Limited Credit/New-to Credit Mortgages 

When it comes to applying for a mortgage in Canada, having a good credit history is typically a key requirement. However, not everyone has a long credit history or an established credit score. If you’re a first-time homebuyer or have a limited credit history, don’t worry – there are still mortgage options available to you.  

What is a Limited Credit Mortgage? 

A Limited Credit Mortgage is a type of mortgage designed for borrowers who have a limited credit history or no credit history at all. With this type of mortgage, lenders look at other factors, such as employment history, income, and debt-to-income ratio, to determine your creditworthiness. While Limited Credit Mortgages typically have higher interest rates than traditional mortgages, they can be a good option for borrowers who are just starting to build their credit history. 

Benefits of Limited Credit Mortgages: 

  • Can help borrowers with limited credit history qualify for a mortgage. 
  • May have lower down payment requirements than traditional mortgages. 
  • Can help borrowers establish a credit history and improve their credit score over time. 
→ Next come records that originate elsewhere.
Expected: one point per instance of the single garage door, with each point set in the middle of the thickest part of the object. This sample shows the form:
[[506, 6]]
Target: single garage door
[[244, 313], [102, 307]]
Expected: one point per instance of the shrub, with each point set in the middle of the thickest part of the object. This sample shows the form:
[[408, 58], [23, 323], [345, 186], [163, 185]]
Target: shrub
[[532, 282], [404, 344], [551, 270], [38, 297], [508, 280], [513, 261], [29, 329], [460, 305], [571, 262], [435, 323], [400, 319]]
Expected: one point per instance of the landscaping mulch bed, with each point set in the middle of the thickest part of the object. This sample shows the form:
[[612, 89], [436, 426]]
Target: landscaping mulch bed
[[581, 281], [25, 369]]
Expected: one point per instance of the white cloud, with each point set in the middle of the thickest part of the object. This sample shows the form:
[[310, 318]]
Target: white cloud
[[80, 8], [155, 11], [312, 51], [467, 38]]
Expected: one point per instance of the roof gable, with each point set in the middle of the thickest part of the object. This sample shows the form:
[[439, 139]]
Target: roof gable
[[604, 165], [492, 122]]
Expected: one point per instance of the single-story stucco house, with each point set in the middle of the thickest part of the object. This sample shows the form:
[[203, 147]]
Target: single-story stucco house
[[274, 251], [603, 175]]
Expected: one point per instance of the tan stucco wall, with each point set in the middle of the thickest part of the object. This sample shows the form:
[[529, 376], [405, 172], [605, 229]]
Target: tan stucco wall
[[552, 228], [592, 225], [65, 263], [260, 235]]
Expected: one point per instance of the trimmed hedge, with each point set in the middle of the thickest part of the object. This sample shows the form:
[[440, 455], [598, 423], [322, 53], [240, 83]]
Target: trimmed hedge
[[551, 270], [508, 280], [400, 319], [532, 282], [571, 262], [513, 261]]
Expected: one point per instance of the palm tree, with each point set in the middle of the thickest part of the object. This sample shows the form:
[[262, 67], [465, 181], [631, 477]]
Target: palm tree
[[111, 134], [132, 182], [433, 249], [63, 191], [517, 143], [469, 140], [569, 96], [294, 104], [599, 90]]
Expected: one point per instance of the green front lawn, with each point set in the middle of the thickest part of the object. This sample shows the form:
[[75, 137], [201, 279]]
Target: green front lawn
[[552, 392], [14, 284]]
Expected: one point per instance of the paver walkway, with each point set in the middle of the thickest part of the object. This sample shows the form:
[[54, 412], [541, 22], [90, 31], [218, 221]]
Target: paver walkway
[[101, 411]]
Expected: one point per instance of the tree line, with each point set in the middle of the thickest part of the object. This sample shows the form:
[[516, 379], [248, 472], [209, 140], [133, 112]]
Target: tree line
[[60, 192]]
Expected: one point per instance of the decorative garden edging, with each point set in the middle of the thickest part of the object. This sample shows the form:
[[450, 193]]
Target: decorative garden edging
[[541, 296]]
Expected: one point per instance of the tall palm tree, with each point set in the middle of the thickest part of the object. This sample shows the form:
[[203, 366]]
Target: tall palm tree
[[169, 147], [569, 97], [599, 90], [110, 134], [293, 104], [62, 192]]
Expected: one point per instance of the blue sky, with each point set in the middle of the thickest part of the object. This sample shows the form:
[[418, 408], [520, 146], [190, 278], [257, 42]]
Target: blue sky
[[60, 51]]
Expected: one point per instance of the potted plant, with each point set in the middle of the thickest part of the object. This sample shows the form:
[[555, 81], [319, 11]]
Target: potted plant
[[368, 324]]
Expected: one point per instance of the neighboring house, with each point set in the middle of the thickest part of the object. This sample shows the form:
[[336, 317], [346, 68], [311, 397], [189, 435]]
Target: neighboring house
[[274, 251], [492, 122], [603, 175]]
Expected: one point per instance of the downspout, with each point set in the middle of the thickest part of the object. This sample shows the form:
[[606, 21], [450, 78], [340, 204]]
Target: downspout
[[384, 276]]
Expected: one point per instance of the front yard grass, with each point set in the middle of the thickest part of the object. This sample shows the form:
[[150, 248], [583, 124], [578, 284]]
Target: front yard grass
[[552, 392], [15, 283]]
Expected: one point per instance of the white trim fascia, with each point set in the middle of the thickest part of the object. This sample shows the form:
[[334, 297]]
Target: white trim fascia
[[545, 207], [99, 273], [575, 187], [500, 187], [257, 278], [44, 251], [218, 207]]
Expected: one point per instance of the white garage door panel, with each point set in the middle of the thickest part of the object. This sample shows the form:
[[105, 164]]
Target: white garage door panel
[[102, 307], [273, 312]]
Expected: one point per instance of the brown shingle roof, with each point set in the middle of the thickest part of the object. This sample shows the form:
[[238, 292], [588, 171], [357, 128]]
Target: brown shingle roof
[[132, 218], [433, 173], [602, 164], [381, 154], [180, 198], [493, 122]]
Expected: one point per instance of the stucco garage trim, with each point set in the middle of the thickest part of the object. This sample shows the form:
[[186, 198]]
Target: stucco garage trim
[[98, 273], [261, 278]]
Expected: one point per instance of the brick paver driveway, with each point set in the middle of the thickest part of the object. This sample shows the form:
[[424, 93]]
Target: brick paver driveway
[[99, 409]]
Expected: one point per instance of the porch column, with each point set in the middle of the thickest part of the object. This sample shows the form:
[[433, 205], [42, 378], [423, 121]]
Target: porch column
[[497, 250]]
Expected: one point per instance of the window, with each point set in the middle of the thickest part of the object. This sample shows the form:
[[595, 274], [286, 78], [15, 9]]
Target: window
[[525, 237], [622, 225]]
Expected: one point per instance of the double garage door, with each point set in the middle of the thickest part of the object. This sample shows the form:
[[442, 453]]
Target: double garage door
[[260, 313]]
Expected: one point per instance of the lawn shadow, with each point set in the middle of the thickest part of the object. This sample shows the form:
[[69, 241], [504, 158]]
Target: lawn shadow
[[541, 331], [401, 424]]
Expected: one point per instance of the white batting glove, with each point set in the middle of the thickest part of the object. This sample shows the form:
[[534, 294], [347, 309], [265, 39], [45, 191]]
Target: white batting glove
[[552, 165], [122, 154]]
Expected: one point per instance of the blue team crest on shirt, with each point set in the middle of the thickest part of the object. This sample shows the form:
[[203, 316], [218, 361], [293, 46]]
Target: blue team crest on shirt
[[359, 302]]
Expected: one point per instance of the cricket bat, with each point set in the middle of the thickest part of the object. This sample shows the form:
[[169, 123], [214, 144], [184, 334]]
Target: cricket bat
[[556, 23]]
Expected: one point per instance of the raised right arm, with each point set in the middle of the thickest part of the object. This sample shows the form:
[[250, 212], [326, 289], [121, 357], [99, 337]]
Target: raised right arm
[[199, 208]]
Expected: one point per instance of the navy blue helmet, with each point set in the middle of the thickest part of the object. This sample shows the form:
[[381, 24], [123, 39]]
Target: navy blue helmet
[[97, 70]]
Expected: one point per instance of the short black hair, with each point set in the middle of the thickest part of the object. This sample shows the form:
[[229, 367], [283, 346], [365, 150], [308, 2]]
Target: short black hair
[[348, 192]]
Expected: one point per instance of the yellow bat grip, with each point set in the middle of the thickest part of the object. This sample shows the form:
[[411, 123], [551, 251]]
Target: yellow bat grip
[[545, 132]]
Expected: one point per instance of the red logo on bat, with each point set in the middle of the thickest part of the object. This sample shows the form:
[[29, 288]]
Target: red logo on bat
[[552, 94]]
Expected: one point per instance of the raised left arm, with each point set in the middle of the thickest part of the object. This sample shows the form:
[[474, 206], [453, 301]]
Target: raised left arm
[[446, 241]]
Drawbacks of Limited Credit Mortgages: 

  • Typically have higher interest rates than traditional mortgages. 
  • May have stricter eligibility criteria than traditional mortgages. 
  • May require additional documentation and verification of income and employment history. 

When is a Limited Credit Mortgage a good option? 

  • If you’re a first-time homebuyer with limited credit history. 
  • If you’re a recent immigrant to Canada and don’t have an established credit history. 
  • If you’re self-employed and don’t have a traditional employment history. 

What is a New to Credit Mortgage? 

A New to Credit Mortgage is a type of mortgage designed for borrowers who have no credit history at all. With this type of mortgage, lenders look at other factors, such as employment history, income, and rental payment history, to determine your credit worthiness. While New to Credit Mortgages typically have higher interest rates than traditional mortgages, they can be a good option for borrowers who are just starting to establish their credit history. 

Benefits of New to Credit Mortgages: 

  • Can help borrowers with no credit history qualify for a mortgage. 
  • May have lower down payment requirements than traditional mortgages. 
  • Can help borrowers establish a credit history and improve their credit score over time. 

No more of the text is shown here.